Funding the future

PUBLISHED : Monday, 18 October, 1999, 12:00am
UPDATED : Monday, 18 October, 1999, 12:00am

In a period of austerity, no sector of the community can expect to be exempt from cutbacks, but a plan to trim $5 billion off university funding over the next four years is hardly the best way to start Hong Kong on its journey to become a regional information technology centre.

The alternative, to impose a four-year budget freeze and to allow departments to plough back a portion of their savings into teaching or research is an ideal solution. Except in a recession, a Government with an avowed commitment to improved educational opportunity and lifetime learning should be pouring more investment into the universities. The aim must be to eventually rely on our own pool of talent to drive the economy forward, rather than having to recruit the top brains from outside.
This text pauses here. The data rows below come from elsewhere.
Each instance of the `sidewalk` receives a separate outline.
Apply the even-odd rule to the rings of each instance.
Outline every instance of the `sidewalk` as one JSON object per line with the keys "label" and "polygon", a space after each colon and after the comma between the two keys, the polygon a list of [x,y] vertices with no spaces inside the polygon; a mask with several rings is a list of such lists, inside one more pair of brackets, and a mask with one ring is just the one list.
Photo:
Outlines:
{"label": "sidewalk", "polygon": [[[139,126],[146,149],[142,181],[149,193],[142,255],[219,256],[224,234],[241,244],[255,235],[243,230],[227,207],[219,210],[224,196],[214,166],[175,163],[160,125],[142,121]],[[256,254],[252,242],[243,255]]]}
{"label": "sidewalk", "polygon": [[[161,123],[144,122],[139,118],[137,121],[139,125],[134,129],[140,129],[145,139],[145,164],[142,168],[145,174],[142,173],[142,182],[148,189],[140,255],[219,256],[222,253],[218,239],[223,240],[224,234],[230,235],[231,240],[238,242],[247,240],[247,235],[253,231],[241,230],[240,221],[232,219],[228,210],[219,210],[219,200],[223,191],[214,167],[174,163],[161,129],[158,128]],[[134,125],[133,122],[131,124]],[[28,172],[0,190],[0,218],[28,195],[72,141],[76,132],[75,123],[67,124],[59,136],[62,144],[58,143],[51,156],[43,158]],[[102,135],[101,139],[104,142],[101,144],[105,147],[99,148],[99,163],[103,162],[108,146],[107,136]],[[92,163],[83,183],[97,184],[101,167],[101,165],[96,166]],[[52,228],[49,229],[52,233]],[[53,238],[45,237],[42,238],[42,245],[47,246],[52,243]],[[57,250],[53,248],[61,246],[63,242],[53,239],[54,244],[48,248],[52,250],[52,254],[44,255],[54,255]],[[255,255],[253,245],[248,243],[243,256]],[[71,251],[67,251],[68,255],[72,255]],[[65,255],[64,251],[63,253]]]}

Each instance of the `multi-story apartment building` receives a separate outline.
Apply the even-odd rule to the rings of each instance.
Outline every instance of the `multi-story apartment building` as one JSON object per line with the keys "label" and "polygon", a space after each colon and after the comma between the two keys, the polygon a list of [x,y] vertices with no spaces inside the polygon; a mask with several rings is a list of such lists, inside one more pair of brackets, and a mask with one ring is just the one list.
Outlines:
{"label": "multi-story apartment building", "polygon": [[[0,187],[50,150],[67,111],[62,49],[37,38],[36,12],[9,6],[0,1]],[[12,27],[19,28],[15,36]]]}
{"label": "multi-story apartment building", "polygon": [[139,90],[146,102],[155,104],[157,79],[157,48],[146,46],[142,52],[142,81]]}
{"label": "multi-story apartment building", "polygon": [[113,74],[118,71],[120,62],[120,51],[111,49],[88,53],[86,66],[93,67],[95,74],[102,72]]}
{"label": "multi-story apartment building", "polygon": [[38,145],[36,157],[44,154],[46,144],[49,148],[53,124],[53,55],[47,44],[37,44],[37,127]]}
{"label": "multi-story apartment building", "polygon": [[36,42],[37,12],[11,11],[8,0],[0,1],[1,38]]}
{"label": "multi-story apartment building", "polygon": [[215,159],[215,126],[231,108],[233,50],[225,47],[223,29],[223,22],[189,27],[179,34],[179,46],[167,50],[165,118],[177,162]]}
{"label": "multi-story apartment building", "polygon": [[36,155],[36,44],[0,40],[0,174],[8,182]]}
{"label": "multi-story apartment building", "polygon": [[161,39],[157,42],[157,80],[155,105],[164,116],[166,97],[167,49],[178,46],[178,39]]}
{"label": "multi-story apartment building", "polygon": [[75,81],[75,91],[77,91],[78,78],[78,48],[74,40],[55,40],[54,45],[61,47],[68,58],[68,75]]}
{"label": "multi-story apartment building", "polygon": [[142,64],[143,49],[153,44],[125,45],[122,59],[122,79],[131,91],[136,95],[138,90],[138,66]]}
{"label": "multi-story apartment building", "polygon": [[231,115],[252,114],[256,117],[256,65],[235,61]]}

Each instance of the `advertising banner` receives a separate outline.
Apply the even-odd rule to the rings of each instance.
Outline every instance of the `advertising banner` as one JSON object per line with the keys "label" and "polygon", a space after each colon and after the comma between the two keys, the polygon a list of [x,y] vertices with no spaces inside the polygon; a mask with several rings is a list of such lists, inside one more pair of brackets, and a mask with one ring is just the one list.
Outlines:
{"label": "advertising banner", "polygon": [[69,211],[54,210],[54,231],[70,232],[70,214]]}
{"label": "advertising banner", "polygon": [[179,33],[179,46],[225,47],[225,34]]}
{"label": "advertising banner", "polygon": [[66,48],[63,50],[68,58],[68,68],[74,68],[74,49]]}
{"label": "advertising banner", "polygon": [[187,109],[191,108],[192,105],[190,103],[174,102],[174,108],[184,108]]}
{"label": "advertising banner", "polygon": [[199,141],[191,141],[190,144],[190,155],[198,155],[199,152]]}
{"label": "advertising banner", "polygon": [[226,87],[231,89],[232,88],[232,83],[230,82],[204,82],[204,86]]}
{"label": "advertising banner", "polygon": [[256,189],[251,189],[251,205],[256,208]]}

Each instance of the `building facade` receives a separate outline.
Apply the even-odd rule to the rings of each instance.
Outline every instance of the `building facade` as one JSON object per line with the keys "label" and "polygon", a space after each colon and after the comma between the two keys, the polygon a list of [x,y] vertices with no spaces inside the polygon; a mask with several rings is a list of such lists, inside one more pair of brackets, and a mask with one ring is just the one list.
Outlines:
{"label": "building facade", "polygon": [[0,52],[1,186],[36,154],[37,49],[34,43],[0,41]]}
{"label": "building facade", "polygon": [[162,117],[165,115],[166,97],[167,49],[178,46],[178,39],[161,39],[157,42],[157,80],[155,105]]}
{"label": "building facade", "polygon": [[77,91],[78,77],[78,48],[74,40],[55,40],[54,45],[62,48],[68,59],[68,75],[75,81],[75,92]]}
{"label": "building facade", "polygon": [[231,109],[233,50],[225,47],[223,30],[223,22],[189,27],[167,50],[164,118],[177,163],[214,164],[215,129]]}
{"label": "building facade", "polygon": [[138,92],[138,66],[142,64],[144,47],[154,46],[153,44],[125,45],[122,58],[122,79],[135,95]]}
Proposals by the University Grants Committee to link the cost of university courses to the earning potential of students have been criticised by educationalists, but there is no reason to regard it as an offensive idea.

Most Western countries operate a loan system for university courses, allowing students to delay repayment until they have reached a specified level of earnings. That would fit in with proposals to charge fees according to the subject, because it should satisfy critics who say grading course fees would make students choose courses for the wrong reasons.

With time to repay, no undergraduate should feel pressured into studying a subject purely for its earning potential. In a perfect world, learning should be valued for its own sake, and so long as the grant subsidy remains, academia will not become commercialised.

But money and status have always featured in most undergraduates' career paths. Or why was there a surfeit of lawyers in the days of the property boom?